With a hard-core, fringe element able to cut loose on the internet and employing an equivalent of guerrilla tactics, both inside and outside the ground - the treatment that Paul Konchesky received was spiteful even before “Facebook night” and the player was a stick with which to beat the manager - their ultimate desire was always, if not to subvert the majority irrevocably to their cause, to test Hodgson’s mettle; and in truth, he was found wanting.

Hodgson’s reaction to Sir Alex Ferguson’s slight on Fernando Torres was too apathetic for too many and lost him much sway; since then, results became increasingly poor with any positive ones isolated; the Dane, Christian Poulsen was an absurd signing; but, most disconcertingly, the team selections become haphazard and without discernible logic.

It seems likely that in an age of social networking, forums, gifs and almost omnipotent media coverage the prevailing image of Roy Hodgson’s tenure as Liverpool manager will be his actions on the touchline during the fixture with Newcastle United. To see an eminently decent man demonstrate such stress was something only comedians would take solace in but from that night - without a resurrection of biblical proportions - the ever-increasing minority appeared to have succeeded in achieving the result they craved: the nose would be cut-off and if necessary, the face briefly spited.

Roy Hodgson was unfortunate, in that, the same fans most vociferous in voicing their disgruntlement at his appointment were predominantly the same ones who never wanted Rafa Benitez removed from his post. Hodgson seemed to sum up the media who, this minority felt, had prevaricated too determinedly over the Spaniard's failings - and despite a performance at Inter that reiterated some of these, if not his grim attempt at transforming Liverpool’s infrastructure in his own image - there remain some fans who would still welcome Benitez back into the bosom.

With attendances falling, results worsening and defeat at their rivals United [in the FA Cup] perhaps deemed inevitable, Roy Hodgson was relieved of his duties. It had been a matter of time; many ex-Liverpool players voiced their support for the club’s then manager, but the eulogies retained the air of an unused substitute being awarded “Most improved player” by the management of a children’s Sunday league team. Most significantly, where Hodgson’s future was concerned, whilst silence is reputedly golden, the silence of one particular Scotsman did seem increasingly deadly. It was no surprise when Kenny Dalglish was appointed in lieu.

Liverpool’s problems, though, were deeper than just Hodgson’s unsuitability and the shifting-sands of the club’s ownership; some major players were letting the club down even before this season, for example and not least, Fernando Torres, who has been lacking in application for almost ten months and most worryingly, appears to be overweight, unfit. He more than any other player, must step-up to the plate, proving that he retains the same desire he showed upon his arrival at the club; if not, he will remain a £30million albatross, relying on a combination of his past glories and the limitations of others, to obscure his own shortcomings. Despite the inevitable posturing to the contrary, a sale may be best for both parties.

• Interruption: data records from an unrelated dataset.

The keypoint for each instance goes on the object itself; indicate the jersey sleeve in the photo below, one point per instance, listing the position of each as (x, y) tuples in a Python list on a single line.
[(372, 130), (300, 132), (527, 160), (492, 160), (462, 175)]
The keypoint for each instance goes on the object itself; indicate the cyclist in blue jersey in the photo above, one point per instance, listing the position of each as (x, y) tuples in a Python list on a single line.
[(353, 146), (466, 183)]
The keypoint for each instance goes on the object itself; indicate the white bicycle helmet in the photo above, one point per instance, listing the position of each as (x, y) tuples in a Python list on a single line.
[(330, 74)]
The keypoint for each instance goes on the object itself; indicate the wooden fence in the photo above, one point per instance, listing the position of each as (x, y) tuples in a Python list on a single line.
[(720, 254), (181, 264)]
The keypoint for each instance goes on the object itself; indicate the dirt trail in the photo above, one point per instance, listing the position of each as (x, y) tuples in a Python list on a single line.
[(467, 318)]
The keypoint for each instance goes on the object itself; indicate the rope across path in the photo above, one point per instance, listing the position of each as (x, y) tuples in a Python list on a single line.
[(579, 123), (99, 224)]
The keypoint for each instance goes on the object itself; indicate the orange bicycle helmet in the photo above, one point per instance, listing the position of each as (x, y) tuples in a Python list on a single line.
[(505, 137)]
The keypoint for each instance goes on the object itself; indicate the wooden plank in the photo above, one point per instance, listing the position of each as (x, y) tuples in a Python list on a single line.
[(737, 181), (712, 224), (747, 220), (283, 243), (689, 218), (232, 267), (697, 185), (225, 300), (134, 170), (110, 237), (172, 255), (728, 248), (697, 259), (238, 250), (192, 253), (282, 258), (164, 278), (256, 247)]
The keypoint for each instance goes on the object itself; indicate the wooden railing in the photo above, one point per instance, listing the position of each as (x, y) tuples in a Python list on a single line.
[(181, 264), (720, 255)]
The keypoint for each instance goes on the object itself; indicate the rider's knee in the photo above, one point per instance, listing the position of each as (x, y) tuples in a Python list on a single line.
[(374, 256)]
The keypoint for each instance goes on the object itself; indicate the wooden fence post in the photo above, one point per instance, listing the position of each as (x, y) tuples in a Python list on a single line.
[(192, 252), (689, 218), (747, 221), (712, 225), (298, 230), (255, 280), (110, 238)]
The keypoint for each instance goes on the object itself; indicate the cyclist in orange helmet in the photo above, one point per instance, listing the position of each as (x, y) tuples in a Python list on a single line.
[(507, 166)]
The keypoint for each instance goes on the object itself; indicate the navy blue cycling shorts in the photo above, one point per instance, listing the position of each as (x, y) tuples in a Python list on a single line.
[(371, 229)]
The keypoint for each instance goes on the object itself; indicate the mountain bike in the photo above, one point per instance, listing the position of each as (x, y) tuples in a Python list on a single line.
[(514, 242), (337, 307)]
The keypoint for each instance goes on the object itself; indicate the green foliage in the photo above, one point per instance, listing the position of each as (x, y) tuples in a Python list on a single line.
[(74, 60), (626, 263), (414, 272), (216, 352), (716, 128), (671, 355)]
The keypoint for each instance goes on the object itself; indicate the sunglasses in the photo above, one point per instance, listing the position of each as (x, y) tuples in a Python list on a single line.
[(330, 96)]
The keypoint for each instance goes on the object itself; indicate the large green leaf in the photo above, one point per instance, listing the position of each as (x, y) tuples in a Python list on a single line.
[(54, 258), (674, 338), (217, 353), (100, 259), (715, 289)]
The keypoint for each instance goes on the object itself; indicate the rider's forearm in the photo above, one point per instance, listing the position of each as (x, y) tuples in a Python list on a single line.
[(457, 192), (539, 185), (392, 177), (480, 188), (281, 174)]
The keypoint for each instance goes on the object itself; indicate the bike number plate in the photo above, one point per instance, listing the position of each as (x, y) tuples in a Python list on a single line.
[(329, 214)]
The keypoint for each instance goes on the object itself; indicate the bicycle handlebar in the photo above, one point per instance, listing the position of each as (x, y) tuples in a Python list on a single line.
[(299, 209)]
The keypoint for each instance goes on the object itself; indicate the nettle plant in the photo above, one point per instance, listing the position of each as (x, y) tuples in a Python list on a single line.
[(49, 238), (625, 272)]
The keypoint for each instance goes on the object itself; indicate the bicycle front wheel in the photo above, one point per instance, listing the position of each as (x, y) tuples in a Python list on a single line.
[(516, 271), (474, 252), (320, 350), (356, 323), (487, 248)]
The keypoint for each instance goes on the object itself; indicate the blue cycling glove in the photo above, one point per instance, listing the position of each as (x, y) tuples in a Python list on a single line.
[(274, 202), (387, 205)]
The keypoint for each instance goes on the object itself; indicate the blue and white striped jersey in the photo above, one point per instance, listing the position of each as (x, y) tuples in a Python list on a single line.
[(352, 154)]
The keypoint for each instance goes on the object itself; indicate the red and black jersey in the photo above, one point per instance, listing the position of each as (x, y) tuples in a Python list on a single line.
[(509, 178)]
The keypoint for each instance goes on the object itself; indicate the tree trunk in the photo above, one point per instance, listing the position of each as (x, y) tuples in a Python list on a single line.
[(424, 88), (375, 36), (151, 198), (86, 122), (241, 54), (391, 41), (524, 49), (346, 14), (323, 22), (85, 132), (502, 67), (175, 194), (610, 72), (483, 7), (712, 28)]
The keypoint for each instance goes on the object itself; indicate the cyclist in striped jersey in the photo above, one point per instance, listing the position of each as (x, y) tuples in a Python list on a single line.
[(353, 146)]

Glenn Johnson is another high-earner [£90,000 a week] who has to show an aptitude for the fight ahead; £16million worth of right back and yet to contribute positively to any team's defending. A self-proclaimed fan of The Inbetweeners; Johnson has for too long displayed all the defensive positioning and tactical awareness of Laurel or Hardy. It is time for the England right back to prove his willing to learn, to accept the flaws, to take responsibility, to grow-up.

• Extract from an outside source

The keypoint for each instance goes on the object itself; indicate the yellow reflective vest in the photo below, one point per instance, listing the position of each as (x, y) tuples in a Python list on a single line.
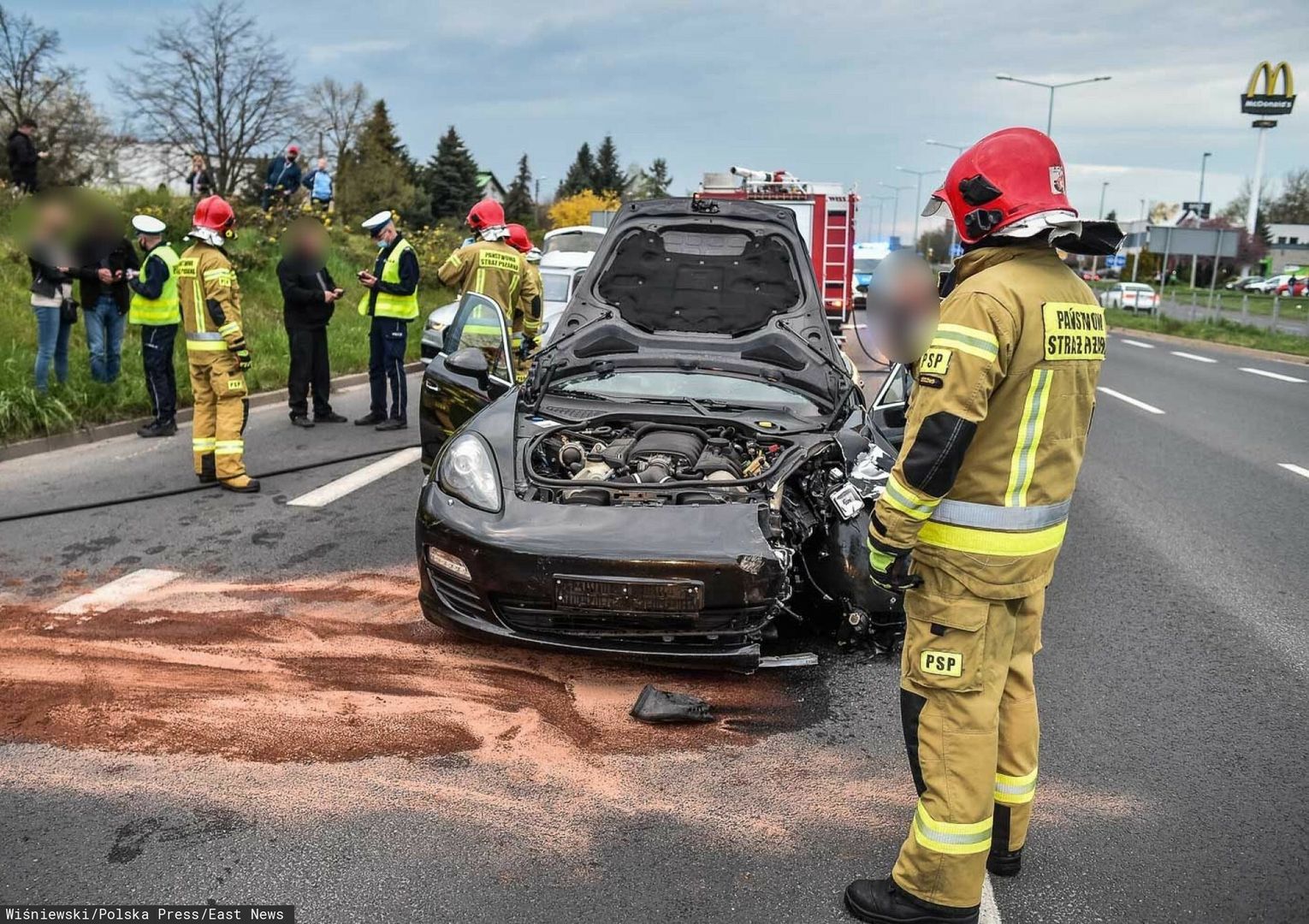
[(388, 305), (167, 308)]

Whether Dalglish will retain the manager’s job on a permanent basis, is obviously unanswerable for now, as it will be determined by results, at least in some regard, but he has the absolute support of the Red part of the city; and the addition of Steve Clarke, as first-team coach, is a constructive move.

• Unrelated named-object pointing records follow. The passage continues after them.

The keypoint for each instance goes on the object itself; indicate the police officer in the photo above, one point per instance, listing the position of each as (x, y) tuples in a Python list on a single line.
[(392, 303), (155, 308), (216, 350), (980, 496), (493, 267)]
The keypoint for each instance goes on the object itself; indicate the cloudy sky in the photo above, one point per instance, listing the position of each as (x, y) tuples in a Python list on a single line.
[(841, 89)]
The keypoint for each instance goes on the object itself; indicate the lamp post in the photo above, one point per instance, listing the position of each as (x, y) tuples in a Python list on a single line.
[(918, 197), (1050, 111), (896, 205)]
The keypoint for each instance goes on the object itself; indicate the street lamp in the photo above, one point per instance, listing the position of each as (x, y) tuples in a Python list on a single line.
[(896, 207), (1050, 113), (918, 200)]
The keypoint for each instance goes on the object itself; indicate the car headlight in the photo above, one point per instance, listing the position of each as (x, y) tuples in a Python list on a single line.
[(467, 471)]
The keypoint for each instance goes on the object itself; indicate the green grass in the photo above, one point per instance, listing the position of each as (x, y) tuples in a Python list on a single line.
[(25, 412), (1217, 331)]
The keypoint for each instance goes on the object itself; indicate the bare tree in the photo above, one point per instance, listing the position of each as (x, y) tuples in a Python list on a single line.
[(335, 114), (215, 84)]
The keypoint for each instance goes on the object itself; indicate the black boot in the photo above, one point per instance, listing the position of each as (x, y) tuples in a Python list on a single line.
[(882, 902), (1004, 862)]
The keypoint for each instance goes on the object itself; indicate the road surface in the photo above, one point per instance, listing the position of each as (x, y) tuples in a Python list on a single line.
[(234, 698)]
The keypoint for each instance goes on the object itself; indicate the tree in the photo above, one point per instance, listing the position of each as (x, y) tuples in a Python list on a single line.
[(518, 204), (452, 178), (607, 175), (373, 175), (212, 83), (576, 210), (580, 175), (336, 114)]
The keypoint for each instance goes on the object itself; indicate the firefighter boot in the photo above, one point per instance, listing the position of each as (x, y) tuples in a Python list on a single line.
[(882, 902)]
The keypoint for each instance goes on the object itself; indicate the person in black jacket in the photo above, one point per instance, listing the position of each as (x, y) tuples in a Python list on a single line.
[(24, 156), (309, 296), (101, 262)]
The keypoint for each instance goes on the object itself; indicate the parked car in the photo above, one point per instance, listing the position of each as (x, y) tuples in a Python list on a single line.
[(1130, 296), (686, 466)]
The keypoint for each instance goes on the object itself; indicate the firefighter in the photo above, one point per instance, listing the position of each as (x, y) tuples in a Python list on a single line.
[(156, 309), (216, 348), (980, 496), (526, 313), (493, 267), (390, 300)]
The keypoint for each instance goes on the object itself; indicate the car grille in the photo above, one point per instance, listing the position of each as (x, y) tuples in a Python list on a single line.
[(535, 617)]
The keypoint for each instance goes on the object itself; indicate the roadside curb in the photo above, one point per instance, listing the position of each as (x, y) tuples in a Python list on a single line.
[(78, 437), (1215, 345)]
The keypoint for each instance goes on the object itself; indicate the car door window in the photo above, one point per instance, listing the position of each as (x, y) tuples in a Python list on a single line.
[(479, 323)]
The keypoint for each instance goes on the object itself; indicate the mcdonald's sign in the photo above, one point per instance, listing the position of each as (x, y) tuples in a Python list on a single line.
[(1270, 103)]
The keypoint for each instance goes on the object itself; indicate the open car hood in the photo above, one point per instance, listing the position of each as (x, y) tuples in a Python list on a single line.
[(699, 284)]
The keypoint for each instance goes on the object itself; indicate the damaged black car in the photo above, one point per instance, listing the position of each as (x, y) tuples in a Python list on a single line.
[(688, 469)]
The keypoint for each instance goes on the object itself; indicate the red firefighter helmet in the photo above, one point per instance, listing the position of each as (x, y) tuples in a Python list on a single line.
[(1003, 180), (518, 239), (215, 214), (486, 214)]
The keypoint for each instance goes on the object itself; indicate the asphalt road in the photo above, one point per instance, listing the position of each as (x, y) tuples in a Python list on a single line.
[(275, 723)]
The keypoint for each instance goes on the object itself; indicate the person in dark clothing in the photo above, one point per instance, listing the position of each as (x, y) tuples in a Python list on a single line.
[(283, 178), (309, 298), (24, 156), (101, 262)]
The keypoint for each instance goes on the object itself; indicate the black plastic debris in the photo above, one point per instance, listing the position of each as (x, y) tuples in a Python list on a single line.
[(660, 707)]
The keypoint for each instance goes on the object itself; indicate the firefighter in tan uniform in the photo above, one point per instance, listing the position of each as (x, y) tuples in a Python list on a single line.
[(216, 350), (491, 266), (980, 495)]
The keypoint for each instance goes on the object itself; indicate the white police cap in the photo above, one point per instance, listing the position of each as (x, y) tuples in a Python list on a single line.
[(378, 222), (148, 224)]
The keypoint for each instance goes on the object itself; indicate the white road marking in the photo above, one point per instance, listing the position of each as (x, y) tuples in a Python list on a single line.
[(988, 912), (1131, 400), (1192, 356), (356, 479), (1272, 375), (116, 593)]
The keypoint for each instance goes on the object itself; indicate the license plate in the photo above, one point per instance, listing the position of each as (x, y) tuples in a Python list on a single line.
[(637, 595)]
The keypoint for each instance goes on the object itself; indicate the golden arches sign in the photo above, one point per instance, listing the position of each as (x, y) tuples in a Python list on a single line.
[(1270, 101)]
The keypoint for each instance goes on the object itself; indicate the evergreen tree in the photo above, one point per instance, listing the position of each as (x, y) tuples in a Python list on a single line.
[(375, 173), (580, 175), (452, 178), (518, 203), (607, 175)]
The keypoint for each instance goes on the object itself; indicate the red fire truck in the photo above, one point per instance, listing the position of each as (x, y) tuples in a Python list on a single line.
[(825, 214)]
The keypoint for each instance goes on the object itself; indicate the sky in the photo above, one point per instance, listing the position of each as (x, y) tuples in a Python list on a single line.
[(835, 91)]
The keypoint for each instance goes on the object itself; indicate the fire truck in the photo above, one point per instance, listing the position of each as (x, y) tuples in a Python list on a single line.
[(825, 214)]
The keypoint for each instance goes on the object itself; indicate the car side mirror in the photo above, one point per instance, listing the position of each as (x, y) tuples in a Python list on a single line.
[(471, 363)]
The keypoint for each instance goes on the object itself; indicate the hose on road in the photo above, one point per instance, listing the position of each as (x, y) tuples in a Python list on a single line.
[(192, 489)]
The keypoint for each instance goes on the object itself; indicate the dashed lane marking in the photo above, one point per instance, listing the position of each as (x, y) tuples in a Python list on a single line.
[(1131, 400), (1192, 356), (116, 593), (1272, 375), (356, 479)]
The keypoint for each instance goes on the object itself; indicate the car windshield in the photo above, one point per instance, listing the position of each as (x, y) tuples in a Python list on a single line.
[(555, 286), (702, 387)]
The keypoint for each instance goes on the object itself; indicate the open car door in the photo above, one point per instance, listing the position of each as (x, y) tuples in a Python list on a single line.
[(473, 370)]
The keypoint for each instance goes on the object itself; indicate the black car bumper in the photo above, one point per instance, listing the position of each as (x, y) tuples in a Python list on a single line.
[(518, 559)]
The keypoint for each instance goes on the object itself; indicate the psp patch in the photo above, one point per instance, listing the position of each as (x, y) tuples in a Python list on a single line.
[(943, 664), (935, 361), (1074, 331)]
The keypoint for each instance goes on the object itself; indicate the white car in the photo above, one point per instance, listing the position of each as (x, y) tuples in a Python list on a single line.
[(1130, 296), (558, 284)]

Liverpool’s future will invariably depend upon the owner’s [New England Sports Ventures] ability and determination to succeed; on the funds available, ostensibly; and, although it remains an exaggeration to describe the club as a sleeping giant - sleeping giants don’t win a European Cup [or derivatives thereof] within the last six years or reach the final twice in succession – with Manchester United, Arsenal, Manchester City, Chelsea and Tottenham Hotspur ahead in the current pecking-order, there still remain some testing-times ahead, you feel.